Tarifas ocultas em renegociação PJ: quando contestar

Saiba como contestar tarifas ocultas na renegociação PJ: documentos essenciais, prazos, defesas em execução e medidas para proteger o caixa da empresa.

Tarifa de renegociação PJ não informada pode ser contestada?

Sim. Você pode questionar uma tarifa incluída na renegociação da dívida da empresa sem explicação clara ou sem previsão contratual específica. Dependendo dos documentos, o pedido pode envolver a exclusão da cobrança, o abatimento no saldo devedor e a devolução do que já foi pago.

A discussão costuma ocorrer em ação revisional e/ou ação de repetição de indébito. O prazo frequentemente utilizado para cobrar valores pagos indevidamente é de até 5 anos, contados da cobrança, mas a prescrição depende da relação contratual, das datas e da natureza de cada lançamento.

Se já existe execução bancária, a empresa pode discutir o valor cobrado nos embargos à execução ou por outro meio processual adequado. O objetivo é impedir que uma dívida inflada por tarifas, juros ou encargos seja usada para justificar bloqueios e penhoras maiores.
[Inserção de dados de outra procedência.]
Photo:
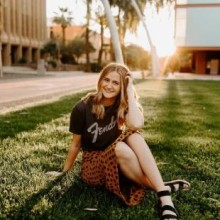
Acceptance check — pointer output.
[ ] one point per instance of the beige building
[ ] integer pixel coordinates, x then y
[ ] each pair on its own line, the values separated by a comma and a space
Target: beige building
23, 30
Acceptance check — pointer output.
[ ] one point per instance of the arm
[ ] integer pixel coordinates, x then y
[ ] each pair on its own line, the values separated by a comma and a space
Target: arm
71, 156
73, 152
134, 116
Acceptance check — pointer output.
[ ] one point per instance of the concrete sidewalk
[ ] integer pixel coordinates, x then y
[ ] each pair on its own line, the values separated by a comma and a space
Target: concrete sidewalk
21, 91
  • abatimento das tarifas indevidas no saldo da dívida;
  • compensação dos valores pagos a mais;
  • revisão do cálculo apresentado pelo banco;
  • limitação ou suspensão de medidas como bloqueio via SisbaJud e penhora de faturamento.

Imagine a empresa de Carla. Ela renegociou R$ 150.000,00, mas o termo incluiu R$ 2.500,00 como “tarifa de renegociação”, sem explicação anterior. Se o valor foi incorporado ao principal, os juros também passaram a incidir sobre esses R$ 2.500,00.

Para avaliar o caso, reúna o contrato original, a CCB ou instrumento equivalente, todos os aditivos, os extratos analíticos, os comprovantes de pagamento e as propostas trocadas com o banco.

Quais documentos comprovam a cobrança indevida?

Um contrato isolado raramente esclarece toda a operação. A análise precisa comparar o que foi oferecido, o que foi assinado e o que efetivamente apareceu na conta.

Documentos que você deve separar

  • contrato original de crédito, como CCB, conta garantida, capital de giro ou financiamento;
  • termos de renegociação e aditivos, inclusive versões que não foram assinadas;
  • extratos bancários analíticos da conta vinculada ao contrato;
  • comprovantes de débito automático e pagamentos de parcelas;
  • e-mails, mensagens de WhatsApp e propostas enviadas pelo gerente ou setor de cobrança;
  • relatórios do contador sobre o impacto da dívida no caixa.

Como organizar a planilha da dívida

Crie uma linha para cada lançamento. Inclua a data, a descrição do extrato, o valor, o saldo anterior e o saldo posterior à cobrança.

Por exemplo: em 10/03, o saldo era de R$ 148.000,00. Em 12/03, apareceu uma tarifa de “renegociação” de R$ 2.500,00, elevando o saldo para R$ 150.500,00. Se o banco calculou juros sobre esse novo valor, a planilha deve mostrar também o custo adicional produzido pela tarifa.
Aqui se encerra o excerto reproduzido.